When it is desired to cease operation of the dispenser apparatus 10, one merely has to release the manual trigger 56. The resiliency of the flange portions 90 of the sealing bodies 84 enclose about the dispensing ports 86 and urge the valve elements 81 into their normal nondispensing position, thereby terminating flow. When it is desired to restart the apparatus, only the relatively short tubing portions 76 and the dispensing nozzle 18 need be replaced, a considerably less expensive venture than that encountered when it is desired to restart prior portable dispenser apparatus having its reactant-containing vessels secured with respect to the dispenser apparatus proper, the expense incurred for continual replacement of substantially longer tubing portions and of the dispensing nozzle thereof being more pronounced.

Claims

The drawings and the foregoing descriptions are not intended to represent the only form of the invention in regard to the details of its construction and manner of operation. Changes in form and in the proportion of parts, as well as the substitution of equivalents, are contemplated as circumstances may suggest or render expedient; and although specific terms have been employed, they are intended in a generic and descriptive sense only and not for the purpose of limitation, the scope of the invention being delineated in the following claims.

1. Dispenser apparatus comprising: manually graspable bracket means; first and second dispensing valve means, each including a tiltable valve element; a valve-supporting assembly attaching said dispensing valve means to said bracket means and including a first pair of tubular connector means adapted for cooperating in establishing a fluid pathway between said dispensing valve means and remote supply container means, said valve-supporting assembly being mounted on said bracket means in braced, fixed position; mixing and dispensing nozzle means spaced apart from said dispensing valve means and including a second pair of tubular connector means; tubing means cooperating in joining said second pair of tubular connector means with said dispensing valve means; manual trigger means; and fixture means rigidly interconnecting said valve elements for actuation thereof in unison and including mounting site means for said trigger means whereby retraction of said trigger means tiltably actuates said dispensing valve means.
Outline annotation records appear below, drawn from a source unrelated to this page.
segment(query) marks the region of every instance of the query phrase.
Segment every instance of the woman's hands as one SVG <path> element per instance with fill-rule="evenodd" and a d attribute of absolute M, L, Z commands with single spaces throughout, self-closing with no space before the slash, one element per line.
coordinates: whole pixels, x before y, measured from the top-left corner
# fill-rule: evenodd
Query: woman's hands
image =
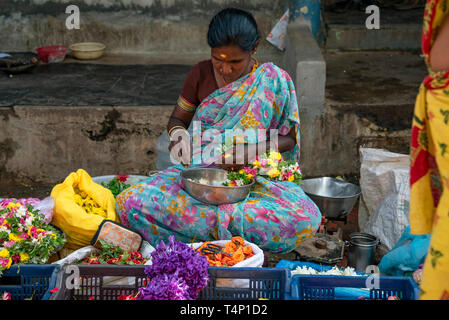
<path fill-rule="evenodd" d="M 223 163 L 217 164 L 217 167 L 227 171 L 238 171 L 252 163 L 257 156 L 257 145 L 234 145 L 224 153 Z M 227 163 L 231 162 L 232 163 Z"/>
2. Dispenser apparatus according to claim 1 wherein said bracket means includes a generally forwardly extending tongue element, said tongue element substantially underlying said nozzle means and supporting said nozzle means when said nozzle means is substantially vertically displaced from a resting position to a depressed operating position.

3. Dispenser apparatus according to claim 1 and which further includes jacket fittings, each of said jacket fittings respectively telescoped about one of said valve elements.

4. Dispenser apparatus according to claim 3 wherein each of said tiltable valve elements has an externally threaded anterior portion and wherein each of said jacket fittings has an internally threaded posterior portion, whereby to facilitate engagement of each of said posterior portions respectively about one of said anterior portions.

5. Dispenser apparatus according to claim 1 wherein said mixing and dispensing nozzle means includes a tubular housing portion; outlet cap means located at the anterior terminus of said housing portion; and a static mixing element located substantially within said housing portion.